Mi terror al abismo

Cuando comencé a tener sexo con él, me descubrí mujer. Pero no sabía que nada es inocente. No sabía que el goce sin freno puede conducirnos al abismo, sumergirnos en una adicción.

Acostada, sentía las caricias en mis senos, en mi vientre. Y sentía mi humedad. Se arqueaba su cuerpo y mis piernas se abrían. Lo esperaba, lo amparaba, lo gozaba. Oh, qué placer.

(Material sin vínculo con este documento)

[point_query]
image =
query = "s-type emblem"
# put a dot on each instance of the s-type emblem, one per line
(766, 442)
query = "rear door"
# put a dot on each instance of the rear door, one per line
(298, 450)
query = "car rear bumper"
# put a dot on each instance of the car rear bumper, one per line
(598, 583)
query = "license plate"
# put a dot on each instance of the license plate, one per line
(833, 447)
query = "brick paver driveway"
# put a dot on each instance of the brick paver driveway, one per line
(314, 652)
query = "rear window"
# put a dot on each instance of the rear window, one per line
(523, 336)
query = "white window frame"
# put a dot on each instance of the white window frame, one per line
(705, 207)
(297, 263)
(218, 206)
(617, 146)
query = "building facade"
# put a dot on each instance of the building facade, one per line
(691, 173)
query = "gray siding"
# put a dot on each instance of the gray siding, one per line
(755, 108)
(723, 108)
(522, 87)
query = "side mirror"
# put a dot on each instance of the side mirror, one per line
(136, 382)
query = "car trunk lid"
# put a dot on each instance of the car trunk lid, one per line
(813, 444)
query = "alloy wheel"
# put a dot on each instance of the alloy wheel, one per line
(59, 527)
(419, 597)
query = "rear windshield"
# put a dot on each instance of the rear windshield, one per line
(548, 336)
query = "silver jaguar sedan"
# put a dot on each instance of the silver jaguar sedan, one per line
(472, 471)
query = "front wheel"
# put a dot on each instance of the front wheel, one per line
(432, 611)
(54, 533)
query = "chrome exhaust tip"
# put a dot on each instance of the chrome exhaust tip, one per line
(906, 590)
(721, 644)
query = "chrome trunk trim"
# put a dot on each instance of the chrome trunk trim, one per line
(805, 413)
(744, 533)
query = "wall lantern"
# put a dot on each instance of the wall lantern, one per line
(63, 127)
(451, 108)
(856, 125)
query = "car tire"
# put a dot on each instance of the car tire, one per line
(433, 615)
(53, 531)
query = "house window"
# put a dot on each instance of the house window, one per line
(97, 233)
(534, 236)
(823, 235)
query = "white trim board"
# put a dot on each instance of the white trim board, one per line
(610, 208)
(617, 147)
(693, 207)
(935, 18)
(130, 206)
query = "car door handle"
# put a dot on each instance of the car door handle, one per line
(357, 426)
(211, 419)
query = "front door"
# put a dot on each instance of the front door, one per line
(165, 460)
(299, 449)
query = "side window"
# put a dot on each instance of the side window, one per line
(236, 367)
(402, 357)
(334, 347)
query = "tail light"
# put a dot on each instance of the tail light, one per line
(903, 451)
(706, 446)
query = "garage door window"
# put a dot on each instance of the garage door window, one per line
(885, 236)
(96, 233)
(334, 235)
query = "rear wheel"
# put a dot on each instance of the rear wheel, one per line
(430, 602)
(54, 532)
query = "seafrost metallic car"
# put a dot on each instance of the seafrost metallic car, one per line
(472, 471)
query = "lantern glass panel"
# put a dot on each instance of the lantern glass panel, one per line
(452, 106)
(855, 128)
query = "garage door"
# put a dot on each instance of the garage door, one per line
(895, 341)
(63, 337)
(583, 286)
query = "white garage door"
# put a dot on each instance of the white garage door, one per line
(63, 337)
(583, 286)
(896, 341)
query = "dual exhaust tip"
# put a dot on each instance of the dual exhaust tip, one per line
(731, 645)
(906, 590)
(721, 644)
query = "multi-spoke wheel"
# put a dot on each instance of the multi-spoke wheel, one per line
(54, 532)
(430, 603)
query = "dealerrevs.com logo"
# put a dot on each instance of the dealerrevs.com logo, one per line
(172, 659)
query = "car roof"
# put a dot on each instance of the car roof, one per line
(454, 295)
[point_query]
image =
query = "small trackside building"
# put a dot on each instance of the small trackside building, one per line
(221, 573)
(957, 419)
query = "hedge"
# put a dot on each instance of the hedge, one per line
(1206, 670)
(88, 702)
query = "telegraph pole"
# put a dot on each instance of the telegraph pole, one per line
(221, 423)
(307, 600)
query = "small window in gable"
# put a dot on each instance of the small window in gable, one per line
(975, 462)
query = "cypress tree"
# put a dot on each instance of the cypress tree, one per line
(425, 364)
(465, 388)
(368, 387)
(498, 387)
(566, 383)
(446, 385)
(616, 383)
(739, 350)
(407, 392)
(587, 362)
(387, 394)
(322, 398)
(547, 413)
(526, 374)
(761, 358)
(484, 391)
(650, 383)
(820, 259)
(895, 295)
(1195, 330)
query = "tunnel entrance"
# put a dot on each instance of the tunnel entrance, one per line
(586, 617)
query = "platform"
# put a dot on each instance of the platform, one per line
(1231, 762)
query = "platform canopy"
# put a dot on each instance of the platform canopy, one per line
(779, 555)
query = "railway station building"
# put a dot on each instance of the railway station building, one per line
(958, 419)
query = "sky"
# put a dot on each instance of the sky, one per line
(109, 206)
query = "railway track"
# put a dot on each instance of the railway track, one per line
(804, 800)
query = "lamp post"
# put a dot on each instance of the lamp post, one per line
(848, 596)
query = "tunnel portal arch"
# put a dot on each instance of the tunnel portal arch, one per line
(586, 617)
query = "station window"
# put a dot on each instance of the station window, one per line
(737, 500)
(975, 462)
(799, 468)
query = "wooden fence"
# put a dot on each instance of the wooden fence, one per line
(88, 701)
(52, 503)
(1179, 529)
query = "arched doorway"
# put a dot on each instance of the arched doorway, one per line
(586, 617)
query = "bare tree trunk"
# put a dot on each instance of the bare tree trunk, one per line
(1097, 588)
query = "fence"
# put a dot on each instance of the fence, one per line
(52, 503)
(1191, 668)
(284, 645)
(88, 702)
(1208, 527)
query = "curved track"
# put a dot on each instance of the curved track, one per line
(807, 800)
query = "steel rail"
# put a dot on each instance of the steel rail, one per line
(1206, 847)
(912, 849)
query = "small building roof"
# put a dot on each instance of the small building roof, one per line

Mis manos recorrían su espalda. Sus manos recorrían mi espalda.

Entonces descubrí el granito.

Sentí un deseo irrefrenable de arrancarlo. Clavé la uña. No, dijo él. Pero, no pude. Fue sí. Y el placer fue orgásmico.

Acostados, sentía las caricias en mis senos, en mi vientre. Y sentía mi humedad. Entonces, él se arqueaba sobre mí y sentía sus dientes. Mordiscos tímidos, suaves; menos suaves, menos tímidos. Dolor…., placer orgásmico. Sí, sí: muerde, muerde!

¡Átame, sujétame, necesito más!

Sentía la aguja en mis muslos, en mi vientre. Nada de dolor. Placer y más.

Necesitaba más. Así que mordí yo. Mordiscos suaves, tímidos; menos tímidos, menos suaves. En su vientre, en sus tetillas, en su cuello…… Placer orgásmico: sentí la tibieza espesa y dulce en mi vagina y la tibieza espesa y dulce de su sangre en mi boca. Qué placer: era otro placer.

Supe que caía en un abismo. Mis labios, mi lengua, mis colmillos necesitaban la sangre.

A toda hora recordaba la tibieza roja y mis vísceras se estremecían, sobrecogidas por el placer esperado.

La tibieza blanca, espesa y dulce ya no me era suficiente: se enfriaba, se licuaba frente a la otra. Me reconocí adicta, y supe que no podría vivir sin ella.

Él canceló sus idas a la playa; yo cancelé mis ecografías de hígado. Teníamos algo en común: nos disgustan las preguntas indiscretas.